For years, Cornerstone has consistently opposed the expansion of legalized gambling in New Hampshire for both moral and pragmatic reasons. We believe the net societal effect of government’s embrace of gambling has been disastrous. We have expressed these concerns to this committee in past legislative sessions, but they bear repeating.
Legalized gambling is driven by and subsists on greed: For this reason, the activity is morally bankrupt from its very foundation. Gambling is also an activity, which exploits the vulnerable — the young, the old, and those susceptible to addictive behaviors. Further, gambling entices the financially disadvantaged classes with the unrealistic hope of escape from poverty through instant riches, thus ultimately worsening the plight of our poorest citizens.
Legalized gambling undermines the work ethic: It is based on the premise of something for nothing, a concept that sanctions idleness rather than industriousness, slothfulness instead of initiative.
Legalized gambling creates gambling addicts: An abundance of research and expert testimony demonstrates that as gambling expands, so does the number of those with serious gambling problems. Millions more Americans have developed devastating gambling addictions over the last few years as a direct result of gambling’s rapid proliferation. Further, these newly created addicts are the lifeblood of the industry.
Legalized gambling breeds crime: Communities that welcome gambling also welcome an increase in crime. Recent history in communities ranging from Atlantic City to Deadwood, South Dakota, to the Mississippi Gulf Coast indicates that the sheer number of crimes skyrockets in an area once gambling is permitted.

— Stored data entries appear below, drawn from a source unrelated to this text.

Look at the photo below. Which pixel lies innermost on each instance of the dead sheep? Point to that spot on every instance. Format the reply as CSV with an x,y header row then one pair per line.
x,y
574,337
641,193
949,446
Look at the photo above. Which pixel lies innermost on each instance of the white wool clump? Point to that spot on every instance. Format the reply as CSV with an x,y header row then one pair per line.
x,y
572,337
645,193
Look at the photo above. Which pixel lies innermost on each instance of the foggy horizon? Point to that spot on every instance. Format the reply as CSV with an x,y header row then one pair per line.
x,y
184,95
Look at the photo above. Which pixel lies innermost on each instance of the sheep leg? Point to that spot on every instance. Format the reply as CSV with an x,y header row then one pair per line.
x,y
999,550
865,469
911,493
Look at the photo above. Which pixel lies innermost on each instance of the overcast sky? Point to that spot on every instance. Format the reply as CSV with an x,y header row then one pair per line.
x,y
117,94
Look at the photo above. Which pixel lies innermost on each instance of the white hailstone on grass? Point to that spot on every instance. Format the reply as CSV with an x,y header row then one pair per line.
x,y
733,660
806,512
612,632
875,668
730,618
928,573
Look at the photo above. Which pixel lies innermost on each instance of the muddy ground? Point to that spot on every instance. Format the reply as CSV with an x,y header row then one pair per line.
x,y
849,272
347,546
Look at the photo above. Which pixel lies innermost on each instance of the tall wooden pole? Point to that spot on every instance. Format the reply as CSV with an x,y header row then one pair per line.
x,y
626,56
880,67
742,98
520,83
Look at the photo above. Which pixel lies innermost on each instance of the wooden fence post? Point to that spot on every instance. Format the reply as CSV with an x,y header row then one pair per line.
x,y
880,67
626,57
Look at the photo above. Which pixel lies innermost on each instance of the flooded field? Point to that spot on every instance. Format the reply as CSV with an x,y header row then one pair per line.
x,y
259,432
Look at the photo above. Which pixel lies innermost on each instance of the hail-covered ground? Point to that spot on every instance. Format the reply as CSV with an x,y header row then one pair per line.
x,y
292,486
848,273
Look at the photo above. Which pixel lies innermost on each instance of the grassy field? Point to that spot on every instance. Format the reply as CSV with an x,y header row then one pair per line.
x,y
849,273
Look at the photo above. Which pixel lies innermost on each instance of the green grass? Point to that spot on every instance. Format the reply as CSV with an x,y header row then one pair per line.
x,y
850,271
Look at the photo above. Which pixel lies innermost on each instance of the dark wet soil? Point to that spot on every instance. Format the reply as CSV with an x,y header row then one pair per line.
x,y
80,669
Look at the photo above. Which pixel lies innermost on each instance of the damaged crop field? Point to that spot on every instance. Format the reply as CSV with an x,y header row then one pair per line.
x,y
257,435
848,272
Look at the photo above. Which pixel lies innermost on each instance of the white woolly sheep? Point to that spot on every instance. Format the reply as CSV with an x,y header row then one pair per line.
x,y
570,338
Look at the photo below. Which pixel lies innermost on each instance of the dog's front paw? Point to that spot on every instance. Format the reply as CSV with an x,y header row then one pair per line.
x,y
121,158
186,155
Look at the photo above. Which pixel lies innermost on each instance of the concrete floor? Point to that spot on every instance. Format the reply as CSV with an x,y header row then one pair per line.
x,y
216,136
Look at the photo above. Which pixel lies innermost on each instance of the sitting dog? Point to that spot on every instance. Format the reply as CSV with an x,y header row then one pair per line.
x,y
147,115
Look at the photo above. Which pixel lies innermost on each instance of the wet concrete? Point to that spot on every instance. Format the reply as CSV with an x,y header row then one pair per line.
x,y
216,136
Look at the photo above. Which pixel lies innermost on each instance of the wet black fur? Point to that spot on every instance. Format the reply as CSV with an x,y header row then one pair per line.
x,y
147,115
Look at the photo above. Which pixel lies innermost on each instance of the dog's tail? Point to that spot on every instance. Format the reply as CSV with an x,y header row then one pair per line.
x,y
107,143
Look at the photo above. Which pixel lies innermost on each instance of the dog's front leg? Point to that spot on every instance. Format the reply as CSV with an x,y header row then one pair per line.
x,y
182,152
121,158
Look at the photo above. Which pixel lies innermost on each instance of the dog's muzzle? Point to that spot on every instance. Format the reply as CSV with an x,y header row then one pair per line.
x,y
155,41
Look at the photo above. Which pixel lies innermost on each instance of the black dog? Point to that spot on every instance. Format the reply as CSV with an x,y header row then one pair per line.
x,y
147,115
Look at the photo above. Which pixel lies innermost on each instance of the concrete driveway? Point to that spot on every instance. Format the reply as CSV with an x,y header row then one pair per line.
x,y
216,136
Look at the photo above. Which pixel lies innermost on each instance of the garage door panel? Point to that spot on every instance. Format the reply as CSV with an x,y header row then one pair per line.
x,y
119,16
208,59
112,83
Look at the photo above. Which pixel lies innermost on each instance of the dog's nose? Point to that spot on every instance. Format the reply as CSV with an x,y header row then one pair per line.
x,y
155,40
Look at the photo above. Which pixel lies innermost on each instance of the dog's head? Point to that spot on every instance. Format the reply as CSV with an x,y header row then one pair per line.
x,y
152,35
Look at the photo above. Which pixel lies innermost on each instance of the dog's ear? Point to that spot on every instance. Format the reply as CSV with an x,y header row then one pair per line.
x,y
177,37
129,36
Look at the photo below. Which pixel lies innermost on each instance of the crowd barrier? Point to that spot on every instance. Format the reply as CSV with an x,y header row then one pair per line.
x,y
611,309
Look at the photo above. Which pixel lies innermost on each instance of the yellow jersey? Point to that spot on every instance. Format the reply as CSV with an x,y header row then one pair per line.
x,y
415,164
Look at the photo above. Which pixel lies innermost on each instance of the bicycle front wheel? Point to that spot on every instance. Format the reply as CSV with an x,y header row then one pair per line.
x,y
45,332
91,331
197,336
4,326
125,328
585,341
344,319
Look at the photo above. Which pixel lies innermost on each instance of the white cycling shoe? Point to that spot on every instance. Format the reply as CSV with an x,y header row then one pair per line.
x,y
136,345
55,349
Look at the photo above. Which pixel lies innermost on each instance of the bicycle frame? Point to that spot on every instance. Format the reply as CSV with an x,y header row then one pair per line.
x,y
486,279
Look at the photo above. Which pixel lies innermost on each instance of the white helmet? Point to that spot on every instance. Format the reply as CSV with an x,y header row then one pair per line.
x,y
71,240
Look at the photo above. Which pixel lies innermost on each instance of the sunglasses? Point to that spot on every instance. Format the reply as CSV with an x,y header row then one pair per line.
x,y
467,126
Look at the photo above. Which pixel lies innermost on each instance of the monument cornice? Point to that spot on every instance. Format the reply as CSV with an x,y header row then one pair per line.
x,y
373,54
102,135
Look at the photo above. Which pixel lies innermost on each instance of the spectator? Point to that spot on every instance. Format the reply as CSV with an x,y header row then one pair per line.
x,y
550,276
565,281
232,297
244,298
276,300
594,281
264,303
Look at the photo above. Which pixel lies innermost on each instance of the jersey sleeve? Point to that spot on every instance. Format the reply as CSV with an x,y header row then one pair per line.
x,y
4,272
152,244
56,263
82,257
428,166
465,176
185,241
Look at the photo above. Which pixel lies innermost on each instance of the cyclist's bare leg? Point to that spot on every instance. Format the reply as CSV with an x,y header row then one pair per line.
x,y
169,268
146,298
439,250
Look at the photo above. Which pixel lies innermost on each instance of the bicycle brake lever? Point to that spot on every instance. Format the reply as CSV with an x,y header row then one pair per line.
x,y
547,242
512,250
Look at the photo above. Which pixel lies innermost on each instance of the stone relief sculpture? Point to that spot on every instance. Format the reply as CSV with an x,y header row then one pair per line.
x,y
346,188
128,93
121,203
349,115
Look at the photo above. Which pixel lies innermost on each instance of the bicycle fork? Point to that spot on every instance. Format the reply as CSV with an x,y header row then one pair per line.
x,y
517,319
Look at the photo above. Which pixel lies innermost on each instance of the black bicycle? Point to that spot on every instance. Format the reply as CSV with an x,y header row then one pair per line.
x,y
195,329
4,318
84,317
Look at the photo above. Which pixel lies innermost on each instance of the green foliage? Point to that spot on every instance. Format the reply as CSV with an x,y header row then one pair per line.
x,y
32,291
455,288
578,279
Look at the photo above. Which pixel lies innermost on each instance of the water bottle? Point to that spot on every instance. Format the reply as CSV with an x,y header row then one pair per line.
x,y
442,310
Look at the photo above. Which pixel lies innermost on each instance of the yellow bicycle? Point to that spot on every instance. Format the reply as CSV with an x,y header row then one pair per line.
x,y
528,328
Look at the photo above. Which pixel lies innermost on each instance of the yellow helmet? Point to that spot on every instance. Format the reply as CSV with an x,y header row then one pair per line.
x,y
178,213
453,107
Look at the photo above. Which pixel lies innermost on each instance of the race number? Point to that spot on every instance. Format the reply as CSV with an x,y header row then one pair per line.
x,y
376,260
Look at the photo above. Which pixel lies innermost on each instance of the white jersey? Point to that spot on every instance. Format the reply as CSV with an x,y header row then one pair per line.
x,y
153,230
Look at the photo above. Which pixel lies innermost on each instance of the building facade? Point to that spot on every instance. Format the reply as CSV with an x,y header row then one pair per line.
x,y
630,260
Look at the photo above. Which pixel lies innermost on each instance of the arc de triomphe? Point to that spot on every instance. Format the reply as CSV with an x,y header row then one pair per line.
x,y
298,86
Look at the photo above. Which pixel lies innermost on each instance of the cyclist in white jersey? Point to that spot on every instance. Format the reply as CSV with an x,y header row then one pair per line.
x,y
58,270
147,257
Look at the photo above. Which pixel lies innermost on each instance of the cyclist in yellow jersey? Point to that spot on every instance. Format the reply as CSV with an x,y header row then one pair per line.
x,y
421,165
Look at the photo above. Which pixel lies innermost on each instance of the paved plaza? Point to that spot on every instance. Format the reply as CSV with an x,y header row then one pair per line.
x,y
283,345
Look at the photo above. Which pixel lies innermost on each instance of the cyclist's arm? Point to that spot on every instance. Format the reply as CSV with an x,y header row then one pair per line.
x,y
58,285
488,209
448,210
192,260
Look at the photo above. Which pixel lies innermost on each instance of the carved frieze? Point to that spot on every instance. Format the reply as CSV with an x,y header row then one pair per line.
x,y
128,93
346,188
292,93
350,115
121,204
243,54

Much of this is attributed to the newly created gambling addicts who, in desperation, turn to crime to finance their addiction. Also, legalized gambling makes an attractive target for career criminals. Organized crime has infiltrated numerous legal gambling operations in various states in recent years.
Legalized gambling is an economic negative: Many states and communities embrace gambling as a means to generate additional revenues as well as to inspire economic growth, boost tourism and create jobs. Gambling’s ability to do all of these is either greatly exaggerated or nonexistent.
For instance, gambling often hurts, not helps, existing businesses by siphoning away discretionary dollars that might otherwise have been spent at local shops. Also, the social costs associated with gambling — such as losses due to crime, additional law enforcement costs, gambling addiction treatment costs, and lost work productivity — are staggering, often far exceeding a state or community’s total revenues from gambling.
Legalized gambling devastates families: Authorities in gambling jurisdictions report dramatic increases in divorce, suicide, bankruptcy, and child abuse and domestic violence related to gambling. Research shows that children of gambling addicts experience lower levels of mental health and physical well-being.
Consider this analogy:
By Les Bernal, Chief of Staff, former Massachusetts Senator Sue Tucker (D) given at the National Conference of Gambling States at Harrah’s Hotel & Casino in Las Vegas January 10, 2004
Nearly all of us in the political business have an insatiable hunger for press, especially good press. But here’s two press releases that you should not put your name to.
“Representative Jones Calls for State to Promote Cigarette Smoking to Increase Cigarette Tax Revenues; New Money to Fund Health Programs”
Would any legislator put their name on a release with a headline like that? But why not? People are still smoking in record numbers. They’re driving over the state border to buy their cigarettes so why shouldn’t we get a larger share of the revenues? Increased cigarette sales would mean more jobs and we really need the funding to support our health care needs.
The reality is you wouldn’t go near this press release because it’s absurd logic.
Yet we use the same kind of funny logic when we discuss expanding gambling to pay for state services. Even the most vocal casino supporters acknowledge there are serious costs associated with casinos whether it’s higher social services costs, domestic violence, child abuse, suicide, homelessness and so on.
But as you well know, the response from the pro-casino side is always – “the benefits outweigh the costs.”
To push the analogy further, let’s say you could prove definitively that the potential benefits of increased cigarette tax revenues to the state outweighed the added health care costs that promoting cigarette sales would bring. Would you support the state promoting cigarettes? Why doesn’t that same logic apply with casinos?
Given these and other considerations, it is unconscionable that New Hampshire’s state government would further expand gambling activities in the state. Legalized gambling is already ravaging the lives of an untold number of individuals and families, and contributes substantially to the moral decay of our communities. Therefore, Cornerstone opposes any expansion in legalized gambling.
Addressed by Shannon McGinley of Cornerstone Action to the House Ways and Means Committee, April 2017.